Main originators of international conventions concerned with maritime law are:


1. International Maritime Organization (IMO)
2. International Labor Organization (ILO)
3. Comite Maritime International (CMI)
4. United Nation (UN)

Key IMO Convention:


1. International Convention for the Safety of Life at Sea (SOLAS), 1974, as amended
2. International Convention for the Prevention of Pollution from Ships, 1973, as
modified by the Protocol of 1978 relating thereto and by the Protocol of 1997
(MARPOL)
3. International Convention on Standards of Training, Certification and Watchkeeping
for Seafarers (STCW) as amended, including the 1995 and 2010 Manila
Amendments
International Tribunal for the Law of the Sea (ITLOS)

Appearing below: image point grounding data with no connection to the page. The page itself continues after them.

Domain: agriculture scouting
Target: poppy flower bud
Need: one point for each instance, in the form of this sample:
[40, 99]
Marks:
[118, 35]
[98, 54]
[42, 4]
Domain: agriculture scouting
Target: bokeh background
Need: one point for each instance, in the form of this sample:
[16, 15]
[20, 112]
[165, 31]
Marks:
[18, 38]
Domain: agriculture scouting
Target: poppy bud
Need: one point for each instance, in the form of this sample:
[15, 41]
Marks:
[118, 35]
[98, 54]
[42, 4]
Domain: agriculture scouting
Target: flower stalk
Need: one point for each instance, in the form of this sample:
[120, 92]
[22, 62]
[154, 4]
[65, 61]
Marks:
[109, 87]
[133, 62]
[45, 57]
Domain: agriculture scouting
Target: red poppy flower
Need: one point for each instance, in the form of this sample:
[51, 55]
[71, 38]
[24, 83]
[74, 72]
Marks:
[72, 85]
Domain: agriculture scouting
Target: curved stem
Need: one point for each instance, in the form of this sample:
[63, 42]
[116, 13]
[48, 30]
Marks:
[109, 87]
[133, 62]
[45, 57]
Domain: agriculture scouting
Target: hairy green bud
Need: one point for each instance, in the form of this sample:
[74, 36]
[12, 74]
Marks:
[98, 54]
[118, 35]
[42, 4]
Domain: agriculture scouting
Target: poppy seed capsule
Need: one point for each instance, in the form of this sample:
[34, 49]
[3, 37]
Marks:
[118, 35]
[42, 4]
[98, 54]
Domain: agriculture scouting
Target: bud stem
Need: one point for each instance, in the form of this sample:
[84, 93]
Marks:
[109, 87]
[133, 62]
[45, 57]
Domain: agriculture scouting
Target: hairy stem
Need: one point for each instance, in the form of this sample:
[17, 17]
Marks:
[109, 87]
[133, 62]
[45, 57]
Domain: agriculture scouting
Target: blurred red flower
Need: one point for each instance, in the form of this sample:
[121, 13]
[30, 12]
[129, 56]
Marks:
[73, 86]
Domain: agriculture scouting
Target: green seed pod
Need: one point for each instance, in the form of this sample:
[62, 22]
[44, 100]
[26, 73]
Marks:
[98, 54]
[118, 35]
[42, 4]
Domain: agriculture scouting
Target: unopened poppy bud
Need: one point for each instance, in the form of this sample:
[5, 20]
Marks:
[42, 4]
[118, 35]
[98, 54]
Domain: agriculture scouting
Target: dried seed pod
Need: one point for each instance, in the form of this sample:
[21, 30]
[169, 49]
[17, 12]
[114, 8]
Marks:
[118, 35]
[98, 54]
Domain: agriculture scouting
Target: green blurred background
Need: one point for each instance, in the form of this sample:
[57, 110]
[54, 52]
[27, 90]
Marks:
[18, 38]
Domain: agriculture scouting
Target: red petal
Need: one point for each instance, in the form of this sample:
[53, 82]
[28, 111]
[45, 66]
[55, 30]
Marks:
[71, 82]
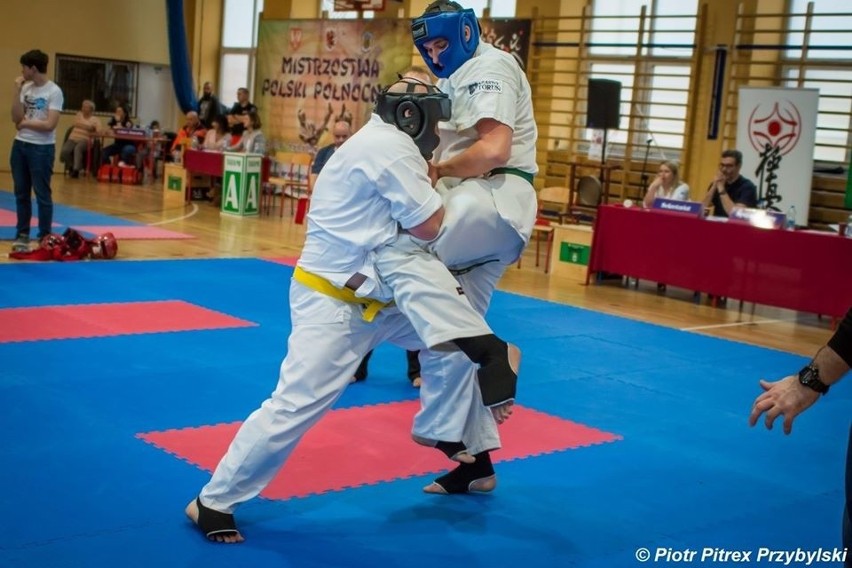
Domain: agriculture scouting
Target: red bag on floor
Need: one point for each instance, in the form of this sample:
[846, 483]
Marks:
[128, 175]
[108, 173]
[71, 245]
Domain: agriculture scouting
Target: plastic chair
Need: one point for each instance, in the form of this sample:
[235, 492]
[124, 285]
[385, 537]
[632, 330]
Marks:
[553, 206]
[292, 174]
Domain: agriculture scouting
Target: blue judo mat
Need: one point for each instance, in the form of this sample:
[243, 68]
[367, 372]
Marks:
[64, 216]
[688, 474]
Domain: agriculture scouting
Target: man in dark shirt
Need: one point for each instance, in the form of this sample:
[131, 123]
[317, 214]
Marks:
[241, 108]
[208, 105]
[794, 394]
[729, 189]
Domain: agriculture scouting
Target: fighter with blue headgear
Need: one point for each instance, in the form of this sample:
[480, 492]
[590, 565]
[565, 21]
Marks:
[456, 26]
[484, 168]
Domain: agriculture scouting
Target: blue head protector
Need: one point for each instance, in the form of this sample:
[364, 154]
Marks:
[447, 20]
[415, 113]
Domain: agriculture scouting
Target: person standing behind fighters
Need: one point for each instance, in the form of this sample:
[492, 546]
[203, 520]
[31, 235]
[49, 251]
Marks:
[36, 104]
[486, 163]
[729, 189]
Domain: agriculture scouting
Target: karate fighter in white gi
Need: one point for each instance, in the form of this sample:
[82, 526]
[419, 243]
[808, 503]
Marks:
[374, 184]
[485, 165]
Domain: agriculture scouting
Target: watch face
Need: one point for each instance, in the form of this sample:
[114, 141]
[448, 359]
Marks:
[809, 377]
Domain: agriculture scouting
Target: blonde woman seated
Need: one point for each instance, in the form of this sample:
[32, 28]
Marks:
[252, 141]
[667, 184]
[217, 137]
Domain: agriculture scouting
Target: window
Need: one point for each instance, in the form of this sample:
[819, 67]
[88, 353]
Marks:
[239, 45]
[654, 108]
[825, 65]
[107, 83]
[834, 111]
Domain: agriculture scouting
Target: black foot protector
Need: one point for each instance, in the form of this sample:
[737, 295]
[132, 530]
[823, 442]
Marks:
[451, 449]
[214, 523]
[462, 478]
[498, 367]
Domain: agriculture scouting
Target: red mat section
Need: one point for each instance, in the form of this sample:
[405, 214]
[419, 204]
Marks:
[133, 232]
[375, 444]
[288, 260]
[102, 320]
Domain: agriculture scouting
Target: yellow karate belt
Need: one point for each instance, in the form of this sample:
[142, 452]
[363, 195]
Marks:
[323, 286]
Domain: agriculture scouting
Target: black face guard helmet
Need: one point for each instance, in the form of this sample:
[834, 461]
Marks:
[416, 113]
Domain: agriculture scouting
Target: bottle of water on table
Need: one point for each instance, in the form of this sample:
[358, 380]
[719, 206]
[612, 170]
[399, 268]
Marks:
[791, 218]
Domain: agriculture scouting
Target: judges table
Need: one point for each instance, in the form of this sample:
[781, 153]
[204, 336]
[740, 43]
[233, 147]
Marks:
[801, 270]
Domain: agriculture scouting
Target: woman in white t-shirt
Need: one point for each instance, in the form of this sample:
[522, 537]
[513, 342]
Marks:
[667, 184]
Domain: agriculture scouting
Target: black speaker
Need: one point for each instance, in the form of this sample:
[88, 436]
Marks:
[603, 105]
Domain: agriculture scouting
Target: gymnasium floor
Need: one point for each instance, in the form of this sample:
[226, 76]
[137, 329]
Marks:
[122, 380]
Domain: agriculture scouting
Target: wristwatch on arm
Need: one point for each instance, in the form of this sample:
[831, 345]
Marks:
[809, 377]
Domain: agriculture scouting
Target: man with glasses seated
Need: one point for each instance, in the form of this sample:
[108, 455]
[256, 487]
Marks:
[729, 189]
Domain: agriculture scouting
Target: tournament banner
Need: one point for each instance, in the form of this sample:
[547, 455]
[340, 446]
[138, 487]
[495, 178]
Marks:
[776, 131]
[311, 73]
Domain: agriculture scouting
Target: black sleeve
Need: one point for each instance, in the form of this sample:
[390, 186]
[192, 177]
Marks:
[841, 341]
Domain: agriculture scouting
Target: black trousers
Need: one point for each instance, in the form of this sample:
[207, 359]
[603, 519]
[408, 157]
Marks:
[412, 358]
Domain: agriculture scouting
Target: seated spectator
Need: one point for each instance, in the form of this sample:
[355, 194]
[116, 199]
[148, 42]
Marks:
[209, 106]
[242, 108]
[192, 133]
[667, 185]
[217, 137]
[729, 190]
[217, 140]
[125, 148]
[75, 147]
[341, 131]
[252, 140]
[152, 149]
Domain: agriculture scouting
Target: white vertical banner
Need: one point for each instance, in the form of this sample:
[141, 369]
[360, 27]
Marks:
[776, 128]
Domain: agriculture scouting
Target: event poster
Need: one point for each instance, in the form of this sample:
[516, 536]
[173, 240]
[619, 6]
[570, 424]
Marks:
[776, 132]
[312, 73]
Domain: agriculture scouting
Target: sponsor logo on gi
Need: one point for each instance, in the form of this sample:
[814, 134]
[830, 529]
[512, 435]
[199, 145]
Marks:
[487, 86]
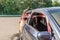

After the entry into force of the UN Convention on the Law of the Sea on 16th November,
1994 strong efforts were made for the establishment of an International Tribunal for the
Law of the Sea (ITLOS). In August 1996, 21 Judges of the Tribunal were elected on the
basis of “equitable geographical distribution”. The ITLOS is an intergovernmental
organization created by the mandate of the Third UN Conference on the Law of the Sea.
It was established by the UN Convention on the Law of the Sea, signed at Montego Bay,
Jamaica, on 10th December, 1982. The ITLOS was ultimately established on 21st
October, 1996 of which jurisdiction is not compulsory and is optional or based on the
consent of the States. The Tribunal consists of 21 members, elected from among the
highest reputation of fairness and integrity and a recognized competence in the field of
the law of the sea (Kapoor, 2008: p. 153). The Tribunal is situated in Germany,
established a global framework for law over “all ocean space, its uses and resources”.
The Tribunal is open to all the state parties to the 1982 UN Convention on the Law of the
Sea.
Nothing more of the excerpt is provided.